要求在经过sub_4113DE函数之后，数据要与byte_41A004相等。

int __cdecl sub_4118C0(int a1, int a2)
{
  int result; // eax
  int j; // [esp+D0h] [ebp-14h]
  int i; // [esp+DCh] [ebp-8h]

  __CheckForDebuggerJustMyCode(&unk_41C015);
  for ( i = 0; i < a2; ++i )
  {
    if ( *(char *)(i + a1) < 65 || *(char *)(i + a1) > 90 )// 不是大写字母
    {
      if ( *(char *)(i + a1) >= 97 && *(char *)(i + a1) <= 122 )// 小写字母
        *(_BYTE *)(i + a1) = (*(char *)(i + a1) + dword_41A000 - 97) % 0x1Au + 97;
    }
    else
    {
      *(_BYTE *)(i + a1) = (*(char *)(i + a1) + dword_41A000 - 65) % 0x1Au + 65;
    }
  }
  for ( j = 0; ; ++j )
  {
    result = j;
    if ( j >= a2 )
      break;
    *(_BYTE *)(j + a1) ^= 0x22u;
  }
  return result;
}

这里是对数据进行处理，看样子是位移。最后有个循环进行异或加密。先得到异或之前的数据：

from Crypto.Util.strxor import strxor
from string import ascii_lowercase,ascii_uppercase

STR = b"Q[LVYMPVTC}LCS}PCS}GP}LCS}N@J_"
Key = b"\x22"*len(STR)

reverse_STR = strxor(STR,Key).decode("UTF-8")

print(reverse_STR)

# synt{ortva_naq_raq_er_naq_lbh}

一眼ROT13，解得：

flag{begin_and_end_re_and_you}

FindME

IDA反编译

__int64 __fastcall main(int a1, char **a2, char **a3)
{
  puts("##    ##  #######  ##     ## ########      ######   #### ######## ########");
  puts(" ##  ##  ##     ## ##     ## ##     ##    ##    ##   ##  ##          ##   ");
  puts("  ####   ##     ## ##     ## ##     ##    ##         ##  ##          ##   ");
  puts("   ##    ##     ## ##     ## ########     ##   ####  ##  ######      ##   ");
  puts("   ##    ##     ## ##     ## ##   ##      ##    ##   ##  ##          ##   ");
  puts("   ##    ##     ## ##     ## ##    ##     ##    ##   ##  ##          ##   ");
  puts("   ##     #######   #######  ##     ##     ######   #### ##          ##   ");
  printf("Gift key:");
  __isoc99_scanf("%s", byte_50A0);
  if ( strlen(byte_50A0) != 32 )
  {
    puts("Wrong Length!");
    exit(-1);
  }
  puts("Sorry Sir, I need some time.");
  sub_1BCD();
  if ( dword_5040 )
  {
    printf("You Gift:%s\n", byte_50A0);
  }
  else
  {
    puts("Wait.....");
    puts("Warning,hacker robbed your gift!!!");
  }
  return 0LL;
}

关键的判断是dword_5040这个值，查一下引用。在sub_1253处有引用修改。

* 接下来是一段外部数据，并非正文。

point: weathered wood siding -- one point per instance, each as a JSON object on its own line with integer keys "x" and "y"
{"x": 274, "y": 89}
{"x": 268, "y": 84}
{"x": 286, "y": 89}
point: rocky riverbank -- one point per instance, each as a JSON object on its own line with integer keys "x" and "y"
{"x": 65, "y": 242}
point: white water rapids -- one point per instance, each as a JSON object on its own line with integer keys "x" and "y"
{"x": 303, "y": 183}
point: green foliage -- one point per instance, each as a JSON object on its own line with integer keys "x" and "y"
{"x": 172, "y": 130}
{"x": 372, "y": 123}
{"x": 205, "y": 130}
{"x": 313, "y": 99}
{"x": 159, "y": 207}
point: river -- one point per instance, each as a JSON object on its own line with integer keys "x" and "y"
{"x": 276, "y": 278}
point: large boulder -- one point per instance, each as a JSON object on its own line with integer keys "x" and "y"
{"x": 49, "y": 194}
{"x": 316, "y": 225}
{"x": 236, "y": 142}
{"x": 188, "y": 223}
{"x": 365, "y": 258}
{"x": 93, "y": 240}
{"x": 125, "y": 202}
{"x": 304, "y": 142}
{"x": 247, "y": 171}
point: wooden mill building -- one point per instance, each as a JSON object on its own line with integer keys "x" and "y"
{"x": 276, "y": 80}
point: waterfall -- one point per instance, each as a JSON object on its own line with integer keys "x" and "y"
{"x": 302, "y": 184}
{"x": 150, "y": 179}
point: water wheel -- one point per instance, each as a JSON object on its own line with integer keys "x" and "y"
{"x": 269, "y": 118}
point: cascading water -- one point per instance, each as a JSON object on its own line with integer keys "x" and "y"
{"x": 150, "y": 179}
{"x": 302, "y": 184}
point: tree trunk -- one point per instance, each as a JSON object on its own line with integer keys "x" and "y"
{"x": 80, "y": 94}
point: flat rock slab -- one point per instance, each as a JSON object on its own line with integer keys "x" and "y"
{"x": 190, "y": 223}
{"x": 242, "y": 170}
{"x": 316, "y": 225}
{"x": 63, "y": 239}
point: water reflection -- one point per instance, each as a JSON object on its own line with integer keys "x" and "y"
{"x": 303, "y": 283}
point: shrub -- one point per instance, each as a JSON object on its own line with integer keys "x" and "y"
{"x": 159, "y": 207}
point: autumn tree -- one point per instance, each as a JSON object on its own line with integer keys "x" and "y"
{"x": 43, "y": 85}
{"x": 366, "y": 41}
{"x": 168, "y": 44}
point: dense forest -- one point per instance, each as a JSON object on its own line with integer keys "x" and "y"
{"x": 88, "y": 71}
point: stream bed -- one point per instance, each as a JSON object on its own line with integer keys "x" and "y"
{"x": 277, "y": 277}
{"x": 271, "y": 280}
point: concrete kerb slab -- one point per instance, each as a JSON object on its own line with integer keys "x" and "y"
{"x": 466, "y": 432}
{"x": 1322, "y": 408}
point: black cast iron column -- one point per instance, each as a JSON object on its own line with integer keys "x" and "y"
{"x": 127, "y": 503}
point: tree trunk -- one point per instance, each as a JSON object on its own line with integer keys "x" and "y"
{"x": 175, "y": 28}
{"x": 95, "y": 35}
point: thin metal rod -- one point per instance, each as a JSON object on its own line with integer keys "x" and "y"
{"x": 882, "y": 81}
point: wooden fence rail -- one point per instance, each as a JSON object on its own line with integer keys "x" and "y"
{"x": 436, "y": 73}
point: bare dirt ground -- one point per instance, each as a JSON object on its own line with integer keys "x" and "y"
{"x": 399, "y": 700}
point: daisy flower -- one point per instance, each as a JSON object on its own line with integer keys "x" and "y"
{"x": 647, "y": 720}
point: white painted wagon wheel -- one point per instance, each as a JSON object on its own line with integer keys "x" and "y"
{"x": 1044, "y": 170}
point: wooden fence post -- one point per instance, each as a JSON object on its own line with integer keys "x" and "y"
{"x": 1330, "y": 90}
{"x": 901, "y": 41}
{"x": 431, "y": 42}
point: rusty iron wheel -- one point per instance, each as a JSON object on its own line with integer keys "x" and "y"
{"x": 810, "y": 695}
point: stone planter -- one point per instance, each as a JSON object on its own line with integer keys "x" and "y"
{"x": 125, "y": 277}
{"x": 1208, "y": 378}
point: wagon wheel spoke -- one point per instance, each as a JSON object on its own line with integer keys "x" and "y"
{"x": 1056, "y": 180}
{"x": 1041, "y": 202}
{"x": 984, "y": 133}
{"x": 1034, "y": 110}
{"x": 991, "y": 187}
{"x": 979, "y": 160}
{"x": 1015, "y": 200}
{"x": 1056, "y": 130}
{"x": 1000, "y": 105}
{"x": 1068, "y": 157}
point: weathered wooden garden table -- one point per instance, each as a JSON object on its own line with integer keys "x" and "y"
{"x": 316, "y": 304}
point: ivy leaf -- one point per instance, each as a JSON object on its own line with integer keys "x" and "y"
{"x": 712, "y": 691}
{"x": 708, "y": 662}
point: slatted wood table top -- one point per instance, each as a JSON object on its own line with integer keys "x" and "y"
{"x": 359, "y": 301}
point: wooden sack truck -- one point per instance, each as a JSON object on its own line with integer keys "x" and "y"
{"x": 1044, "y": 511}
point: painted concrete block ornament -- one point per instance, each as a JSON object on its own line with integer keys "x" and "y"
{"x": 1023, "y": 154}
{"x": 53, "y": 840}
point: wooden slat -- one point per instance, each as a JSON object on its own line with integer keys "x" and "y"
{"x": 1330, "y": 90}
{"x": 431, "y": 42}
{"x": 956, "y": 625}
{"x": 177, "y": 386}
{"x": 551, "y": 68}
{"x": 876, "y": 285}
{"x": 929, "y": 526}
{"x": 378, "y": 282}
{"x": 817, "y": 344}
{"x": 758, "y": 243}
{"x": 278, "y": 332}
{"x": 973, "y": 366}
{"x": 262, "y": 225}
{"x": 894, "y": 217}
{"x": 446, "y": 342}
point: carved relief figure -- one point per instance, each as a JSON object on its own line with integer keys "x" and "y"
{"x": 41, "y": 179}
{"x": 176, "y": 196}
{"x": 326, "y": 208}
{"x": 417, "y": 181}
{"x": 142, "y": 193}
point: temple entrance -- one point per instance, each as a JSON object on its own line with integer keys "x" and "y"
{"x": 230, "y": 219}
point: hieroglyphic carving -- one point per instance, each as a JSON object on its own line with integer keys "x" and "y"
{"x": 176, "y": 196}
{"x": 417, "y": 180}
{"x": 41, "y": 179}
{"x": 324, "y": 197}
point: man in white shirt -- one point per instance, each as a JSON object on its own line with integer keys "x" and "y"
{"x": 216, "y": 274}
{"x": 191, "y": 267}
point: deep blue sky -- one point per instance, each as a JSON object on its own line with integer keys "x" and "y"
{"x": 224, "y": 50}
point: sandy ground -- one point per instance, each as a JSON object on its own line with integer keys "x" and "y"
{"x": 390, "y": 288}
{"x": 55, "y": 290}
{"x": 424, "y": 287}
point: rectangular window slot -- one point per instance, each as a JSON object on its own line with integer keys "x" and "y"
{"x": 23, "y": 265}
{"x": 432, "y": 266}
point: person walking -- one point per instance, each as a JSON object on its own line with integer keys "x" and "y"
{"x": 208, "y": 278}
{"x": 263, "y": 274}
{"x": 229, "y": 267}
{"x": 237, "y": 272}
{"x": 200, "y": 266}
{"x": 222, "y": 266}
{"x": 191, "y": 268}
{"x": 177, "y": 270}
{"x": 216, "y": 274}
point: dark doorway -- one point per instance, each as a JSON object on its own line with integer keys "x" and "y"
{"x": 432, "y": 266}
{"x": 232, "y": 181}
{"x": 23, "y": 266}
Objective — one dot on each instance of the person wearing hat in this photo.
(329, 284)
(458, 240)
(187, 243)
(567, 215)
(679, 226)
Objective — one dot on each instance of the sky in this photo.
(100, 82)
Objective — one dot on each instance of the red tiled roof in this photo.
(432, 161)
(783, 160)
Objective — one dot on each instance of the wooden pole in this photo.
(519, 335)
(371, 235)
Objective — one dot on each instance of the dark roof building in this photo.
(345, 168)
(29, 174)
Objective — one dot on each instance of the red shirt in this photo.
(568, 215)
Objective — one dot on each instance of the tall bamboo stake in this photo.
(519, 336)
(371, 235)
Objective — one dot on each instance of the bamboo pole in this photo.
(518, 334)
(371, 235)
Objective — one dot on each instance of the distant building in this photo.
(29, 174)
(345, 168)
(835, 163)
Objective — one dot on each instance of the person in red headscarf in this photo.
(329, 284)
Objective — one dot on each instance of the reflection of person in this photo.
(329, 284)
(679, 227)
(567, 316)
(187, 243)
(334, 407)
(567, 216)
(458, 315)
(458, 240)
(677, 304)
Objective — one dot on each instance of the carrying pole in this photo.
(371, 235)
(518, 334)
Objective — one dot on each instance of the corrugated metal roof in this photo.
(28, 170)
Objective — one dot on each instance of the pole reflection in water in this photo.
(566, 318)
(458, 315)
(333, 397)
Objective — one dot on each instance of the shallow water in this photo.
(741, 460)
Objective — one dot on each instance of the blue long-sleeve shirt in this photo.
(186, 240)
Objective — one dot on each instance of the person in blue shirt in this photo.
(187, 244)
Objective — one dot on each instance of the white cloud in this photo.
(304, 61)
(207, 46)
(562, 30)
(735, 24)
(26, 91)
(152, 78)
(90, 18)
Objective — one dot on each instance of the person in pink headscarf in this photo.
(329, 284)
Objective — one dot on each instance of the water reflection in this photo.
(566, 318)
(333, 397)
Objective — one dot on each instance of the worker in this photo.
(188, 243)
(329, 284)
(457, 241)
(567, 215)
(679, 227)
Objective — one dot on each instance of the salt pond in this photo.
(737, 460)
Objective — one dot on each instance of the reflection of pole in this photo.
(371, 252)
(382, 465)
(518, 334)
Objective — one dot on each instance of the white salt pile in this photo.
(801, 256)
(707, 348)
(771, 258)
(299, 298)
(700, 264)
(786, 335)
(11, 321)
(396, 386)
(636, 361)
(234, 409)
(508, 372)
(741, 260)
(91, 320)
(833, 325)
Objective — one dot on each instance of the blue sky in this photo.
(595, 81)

sub_1BCD函数里面嵌套了很多函数，有意义的函数是sub_1B10，sub_19B6，sub_192E

，sub_151D，sub_1253。

观察可以发现这几个函数其实可以连在一起。

s = malloc(0x20uLL);
memset(s, 0, 0x20uLL);

int i; // [rsp+8h] [rbp-8h]
int j; // [rsp+Ch] [rbp-4h]

for ( i = 0; i <= 31; i += 4 )
{
  for ( j = 0; j <= 3; ++j )
    *((_DWORD *)s + i / 4) |= byte_50A0[i + j] << (8 * j);
}
int i; // [rsp+Ch] [rbp-4h]

for ( i = 0; i <= 7; ++i )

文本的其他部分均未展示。